I’ve heard some refer to theater as a kind of townhall but the metaphor strikes me as imprecise. In a townhall it is our civic responsibility to speak, shout if that is what it takes to be heard. But we watch theater in relative silence so as not to disrupt the work of the actors. Hushing ourselves in this way may engender feelings of awe and that brings to mind another metaphor I sometimes hear friends invoke – theater as a kind of church service. Perhaps those friends had very different religious upbringings than I did. The church I grew up in was obsessively hierarchal, sexually repressed and read to us from the same book Sunday after Sunday. A healthy theater, by contrast, should feature a dizzying array of perspectives and challenge our familiar ways of thinking. The best theater cannot always be politically palatable and cannot be engineered by a college of cardinals. These metaphors fall short because theater should aim to exceed the narrow boundaries of our politics and our religions.

As I watch a play, I am aware of the audience members sitting on either side of me. If it is a good play, I am aware that we are all listening. In this polyglot city, it is unlikely that we are having the same reaction to what we are seeing and hearing. We may not even be having similar reactions. But we will be paying attention and we will be aware that we are paying attention together. Crucially, this awareness comes without us speaking to each other. Whatever we are experiencing, the play wants us to hold off on discussing it. The play wants us to be attentive without grasping for language. In the dark of the theater, we have entered a realm that sits just outside our attempt to definitively describe it. And the play asks us to linger in that realm – quietly, together – before we rush off to our post-theater drinks where we will debate what the play was about, assign it a label and rate it.

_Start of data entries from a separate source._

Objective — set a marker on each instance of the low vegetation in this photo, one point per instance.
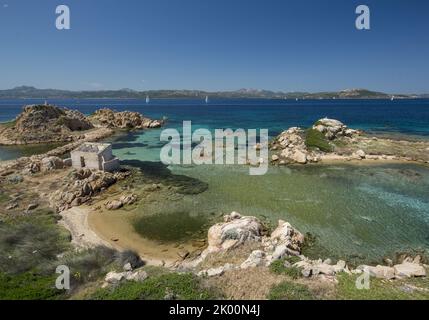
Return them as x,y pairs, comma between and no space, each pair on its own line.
28,286
407,289
315,139
287,290
30,242
9,124
284,266
171,286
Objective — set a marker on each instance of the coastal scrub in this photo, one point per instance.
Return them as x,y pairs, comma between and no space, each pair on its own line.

I love my brilliant friends and I love bourbon and I love talking about theater and I love punctuating my sentences by banging a lowball glass on a wooden bar. But I prefer the moments before we do that. I prefer the time we spend sitting quietly together in the realm of the sensual, the realm of emotion, the realm of the mysterious. We feel then that we are in the presence of something that, just for the duration of the performance, is alive. The autonomy of this living thing we call a play is a miracle. There was nothing on that stage before the lights dimmed and there will again be nothing on that stage after we have left the theater in search of an open bar – but right now, there is. That miracle, a miracle that happens every night somewhere in New York City, creates in us a feeling of potential.

Too often – in this city, and in others – the powerful curtail possibility in the lives of those with less power. Too often, the powerful ask the rest of us to believe that current social arrangements are immutable, fixed. But in the theater we are able to see that almost nothing is truly fixed. That feeling of potential when the lights are dimmed and we all lean in to listen? To be in the presence of that warm glow of potential is the reason I come to the theater. My fellow audience members, I want you to know that I can sense you sitting close to me in the dimness of the theater and that the potential we are feeling together is a feeling adjacent to hope.